Organizations from across Asia and beyond took part: CCW (Taiwan), National Center for Integral Development (Mongolia), PoliPoli and Code for Japan (Japan), CFOI (South Korea), WeVis (Thailand), IPC and PSHK (Indonesia), PRISMA, MYMP, and Sinar Project (Malaysia), LENTE (Philippines), Verité Research (Sri Lanka), and Directorio Legislativo (Argentina).

Despite working under very different political systems, all share a common goal: to make parliaments more transparent, open, and accountable. This cross-border collaboration fosters mutual learning and strengthens democracy regionally and globally.

 

Academic and Civil Society Collaboration

The Asia Institute at the University of Melbourne reviewed survey designs and methodologies to ensure strong academic grounding.

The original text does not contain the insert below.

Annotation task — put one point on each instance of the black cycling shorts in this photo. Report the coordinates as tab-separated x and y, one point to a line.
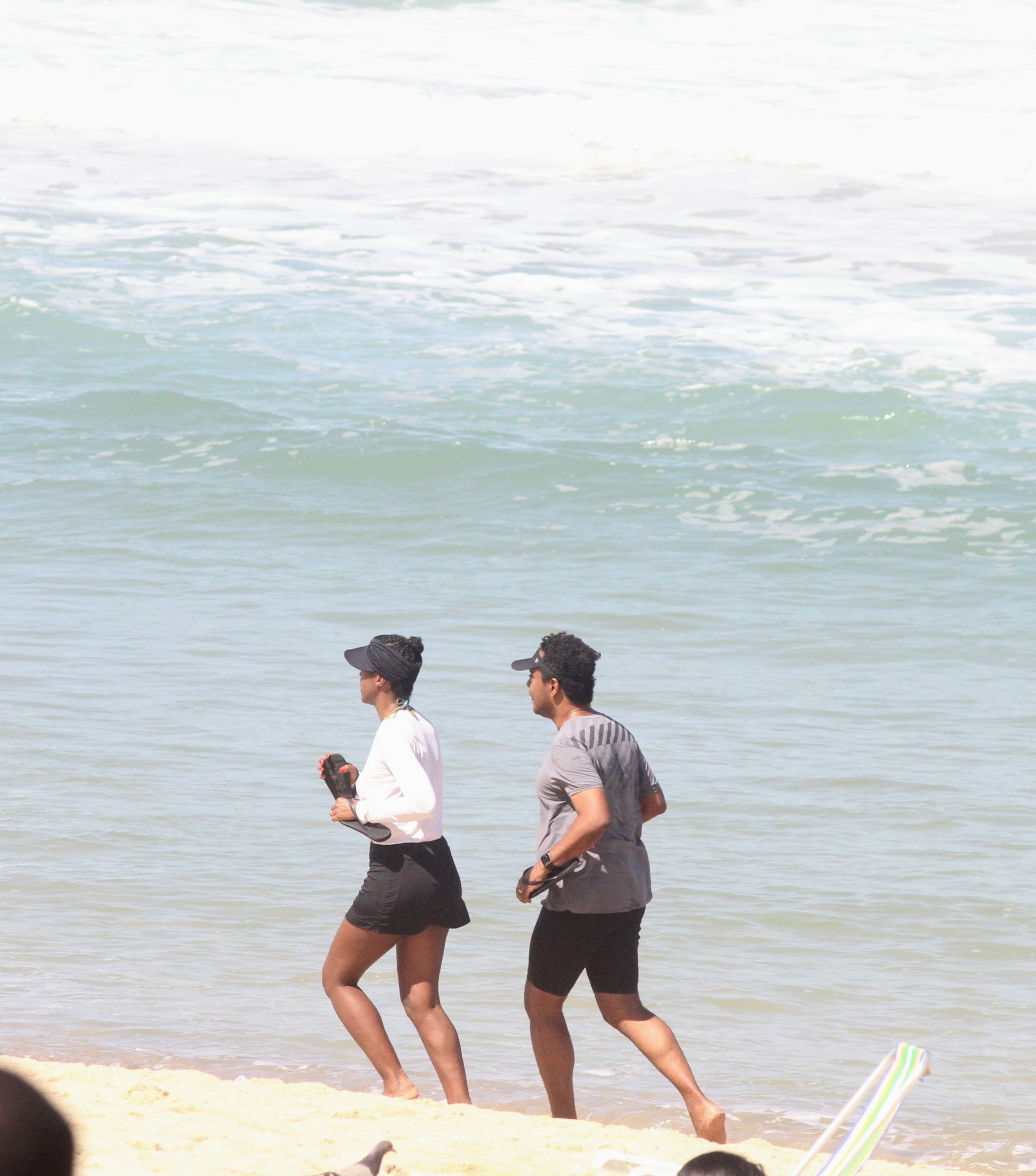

CCW Chairperson Professor Tung-ru Jeffery Shieh highlighted Argentina’s valuable contributions, CCW’s past experiences, and Professor Akihiro Ogawa’s long-standing support from Melbourne.

Professor Herlin Chien of National Pingtung University of Science and Technology added:

“If, as Benedict Anderson argued in 1983, nations are ‘imagined communities,’ then while citizens imagine their sense of national belonging, they also carry hopes for good governance. Over two days of dialogue in Japan, we sought to integrate our diverse expectations and visions of ‘parliamentary good governance’ into the design of the indicators. Our aim is to deepen democracy across Asia and ensure it better reflects civic needs in all their diversity.”

 

Looking Ahead

The Tokyo workshop is only the beginning. Draft indicators will undergo academic review by late 2025, followed by a ten-country survey in 2026. An international conference in Taiwan will then unveil the survey results.

This initiative exemplifies a partnership model where civil society leads, while academic institutions provide expertise to ensure credibility. The resulting transparency survey will serve both as an advocacy tool and as a global reference for parliamentary reform.

 

Conclusion

Despite vast differences in national contexts, participants shared a single aspiration: to strengthen parliamentary reform and make democracy more authentic and resilient. Fourteen organizations dedicated their time and energy to this necessary conversation.

As CCW’s guiding principle reminds us: without transparency and accountability, there can be no public trust; without a functioning parliament, there can be no functioning state. This conviction resonates not only in Taiwan but across all democratic societies.

Democracy remains a work in progress. By making parliaments more transparent, inclusive, and responsive, civil society organizations are helping democracy advance. The Tokyo workshop marks the start of that journey. With shared indicators and cross-national surveys, parliaments worldwide will be able to learn from one another, spurring reforms and building the trust essential for democratic life.